Nevertheless, Kenanga Research believes the group is well positioned to benefit from the strong artificial intelligence (AI) server demand in the data computing segment and is poised for a recovery in its networking and telco divisions in FY2025. The research house has an “outperform call” on the counter with a TP of RM2.30 based on an unchanged FY2025F PER of 25 times.

“This represents a 30% premium to peers’ forward mean, justified by the group’s favourable exposure to the fast-growing networking product segment and its advanced capabilities, which yield better margins as well as enhance customer stickiness,” it says.

EMS players part of tech up cycle

Analysts have predicted for some time that the technology sector is poised for an up cycle starting in the second half of this year.

AmInvestment Bank Research said in a Dec 4 report that “interest will return to Malaysia Tech in 2025, given its relatively low holdings in investor portfolios, reasonable valuations and still positive long-term structural prospects”.

“While there is value, we advise investors to be selective, as high earnings expectations remain a key risk. We favour stocks with earnings certainty (via secured orders) or those that have been oversold, provided they have a clear strategy and long-term vision. The conclusion of the US elections and prospects of higher tariffs are a structural tailwind for Malaysia as local companies can benefit from supply chain relocation activities,” said the research house, which is “overweight” on the technology sector.

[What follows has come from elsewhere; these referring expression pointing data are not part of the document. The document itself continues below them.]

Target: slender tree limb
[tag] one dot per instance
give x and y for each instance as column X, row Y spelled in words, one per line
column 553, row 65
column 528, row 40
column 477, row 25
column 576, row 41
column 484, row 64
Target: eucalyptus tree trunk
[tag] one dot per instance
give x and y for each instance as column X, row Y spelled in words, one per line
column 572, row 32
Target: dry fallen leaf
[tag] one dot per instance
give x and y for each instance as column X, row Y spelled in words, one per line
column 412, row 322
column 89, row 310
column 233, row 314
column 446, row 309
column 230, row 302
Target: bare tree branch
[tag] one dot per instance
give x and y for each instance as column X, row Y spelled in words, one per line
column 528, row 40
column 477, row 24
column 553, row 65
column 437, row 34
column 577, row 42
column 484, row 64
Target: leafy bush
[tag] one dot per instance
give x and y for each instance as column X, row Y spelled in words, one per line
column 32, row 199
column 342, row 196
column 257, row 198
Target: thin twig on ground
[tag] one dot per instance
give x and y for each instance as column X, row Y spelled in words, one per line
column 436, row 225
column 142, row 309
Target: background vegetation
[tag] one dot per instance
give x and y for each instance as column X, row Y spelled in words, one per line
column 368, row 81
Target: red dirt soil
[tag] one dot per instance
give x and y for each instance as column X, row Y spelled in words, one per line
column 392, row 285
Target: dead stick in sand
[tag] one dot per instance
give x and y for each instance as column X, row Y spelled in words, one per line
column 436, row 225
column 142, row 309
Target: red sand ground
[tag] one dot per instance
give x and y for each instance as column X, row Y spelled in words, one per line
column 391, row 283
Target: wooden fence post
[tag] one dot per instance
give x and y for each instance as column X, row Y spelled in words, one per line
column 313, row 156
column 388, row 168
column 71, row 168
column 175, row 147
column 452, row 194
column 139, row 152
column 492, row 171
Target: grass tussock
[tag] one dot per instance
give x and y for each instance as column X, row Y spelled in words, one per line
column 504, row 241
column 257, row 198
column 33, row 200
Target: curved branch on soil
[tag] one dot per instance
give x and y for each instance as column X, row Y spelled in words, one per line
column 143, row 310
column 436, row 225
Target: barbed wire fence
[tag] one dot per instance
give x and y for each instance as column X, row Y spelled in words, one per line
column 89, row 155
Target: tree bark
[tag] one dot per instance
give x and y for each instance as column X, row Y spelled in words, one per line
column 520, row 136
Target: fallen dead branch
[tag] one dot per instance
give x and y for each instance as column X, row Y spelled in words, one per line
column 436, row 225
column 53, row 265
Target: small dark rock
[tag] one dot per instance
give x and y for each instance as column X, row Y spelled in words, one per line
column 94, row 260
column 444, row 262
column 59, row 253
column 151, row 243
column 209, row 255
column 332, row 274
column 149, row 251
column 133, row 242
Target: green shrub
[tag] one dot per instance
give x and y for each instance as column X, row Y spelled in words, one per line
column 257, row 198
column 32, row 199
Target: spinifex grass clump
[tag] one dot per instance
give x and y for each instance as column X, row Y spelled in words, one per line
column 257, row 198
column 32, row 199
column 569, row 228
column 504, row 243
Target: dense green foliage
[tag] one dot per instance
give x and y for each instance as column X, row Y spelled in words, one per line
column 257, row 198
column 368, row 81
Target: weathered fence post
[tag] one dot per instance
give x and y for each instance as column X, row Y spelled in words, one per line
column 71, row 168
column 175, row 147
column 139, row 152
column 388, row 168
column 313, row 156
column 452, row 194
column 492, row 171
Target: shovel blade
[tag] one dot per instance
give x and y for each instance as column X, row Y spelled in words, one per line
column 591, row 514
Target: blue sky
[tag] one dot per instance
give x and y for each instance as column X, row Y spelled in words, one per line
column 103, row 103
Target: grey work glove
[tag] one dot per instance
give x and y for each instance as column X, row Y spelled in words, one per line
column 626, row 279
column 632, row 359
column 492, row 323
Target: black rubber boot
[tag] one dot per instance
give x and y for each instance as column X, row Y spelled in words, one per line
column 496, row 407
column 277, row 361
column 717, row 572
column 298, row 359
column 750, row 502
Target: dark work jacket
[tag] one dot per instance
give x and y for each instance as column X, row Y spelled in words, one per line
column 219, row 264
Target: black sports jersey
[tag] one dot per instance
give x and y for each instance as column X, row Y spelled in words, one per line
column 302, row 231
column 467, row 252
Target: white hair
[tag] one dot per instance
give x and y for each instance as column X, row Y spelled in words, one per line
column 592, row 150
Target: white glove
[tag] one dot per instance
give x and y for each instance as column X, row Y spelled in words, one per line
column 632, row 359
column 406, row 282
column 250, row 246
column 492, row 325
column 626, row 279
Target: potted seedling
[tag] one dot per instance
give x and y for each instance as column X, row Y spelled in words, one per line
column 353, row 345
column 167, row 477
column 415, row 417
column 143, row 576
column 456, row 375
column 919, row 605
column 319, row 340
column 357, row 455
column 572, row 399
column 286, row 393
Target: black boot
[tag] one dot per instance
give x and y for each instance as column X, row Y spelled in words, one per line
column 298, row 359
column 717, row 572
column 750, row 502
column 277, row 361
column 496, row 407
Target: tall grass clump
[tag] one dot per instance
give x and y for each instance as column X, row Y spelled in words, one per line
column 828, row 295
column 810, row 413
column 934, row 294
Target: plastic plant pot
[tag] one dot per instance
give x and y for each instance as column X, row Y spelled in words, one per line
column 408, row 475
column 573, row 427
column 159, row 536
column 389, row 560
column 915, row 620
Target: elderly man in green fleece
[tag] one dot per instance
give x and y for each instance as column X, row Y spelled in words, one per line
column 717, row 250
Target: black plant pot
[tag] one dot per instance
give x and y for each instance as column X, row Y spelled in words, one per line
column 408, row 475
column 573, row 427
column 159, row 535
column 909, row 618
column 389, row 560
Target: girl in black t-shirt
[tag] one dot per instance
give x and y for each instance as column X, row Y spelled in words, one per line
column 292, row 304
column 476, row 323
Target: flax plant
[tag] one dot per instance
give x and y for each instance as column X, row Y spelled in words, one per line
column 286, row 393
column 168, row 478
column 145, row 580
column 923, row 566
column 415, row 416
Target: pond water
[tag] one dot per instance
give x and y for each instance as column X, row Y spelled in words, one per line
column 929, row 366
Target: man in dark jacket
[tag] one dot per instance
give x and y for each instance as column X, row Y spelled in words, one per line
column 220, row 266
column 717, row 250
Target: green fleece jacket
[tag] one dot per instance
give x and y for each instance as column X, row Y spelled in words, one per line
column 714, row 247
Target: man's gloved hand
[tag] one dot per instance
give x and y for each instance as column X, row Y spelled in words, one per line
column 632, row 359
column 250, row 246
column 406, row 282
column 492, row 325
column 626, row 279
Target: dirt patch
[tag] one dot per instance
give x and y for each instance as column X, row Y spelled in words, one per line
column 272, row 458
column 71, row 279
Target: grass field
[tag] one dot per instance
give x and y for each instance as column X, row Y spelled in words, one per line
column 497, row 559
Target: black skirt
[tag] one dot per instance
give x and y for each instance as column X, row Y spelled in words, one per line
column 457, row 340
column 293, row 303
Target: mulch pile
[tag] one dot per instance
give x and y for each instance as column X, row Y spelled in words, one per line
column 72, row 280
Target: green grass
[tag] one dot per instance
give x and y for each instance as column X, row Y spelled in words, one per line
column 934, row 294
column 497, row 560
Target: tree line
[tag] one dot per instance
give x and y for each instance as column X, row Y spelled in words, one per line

It has “buy” calls on ViTrox Corp Bhd (KL:VITROX), V.S. Industry, Malaysian Pacific Industries Bhd (KL:MPI) and Greatech Technology Bhd (KL:GREATEC), with TPs of RM4.75, RM1.45 (from RM1.05), RM33.10 (from RM38) and RM2.60 (from RM5.53) respectively. It has “hold” calls for Pentamaster Corp Bhd (KL:PENTA) and Inari Amertron Bhd (KL:INARI), with TPs of RM3.50 and RM2.40 (from RM4.36) respectively.

As for the susceptibility of consumer-centric EMS companies to a potential economic slowdown on the back of weaker consumer sentiment, Choo says: “Our base case scenario is that with [US president-elect Donald] Trump in office, there will not be a US recession in 2025 and consumer demand should remain sustained. We are positive on the EMS sector due to its potential business recovery, corrected share price and the added factor of taking market share from China and Taiwan contractors.”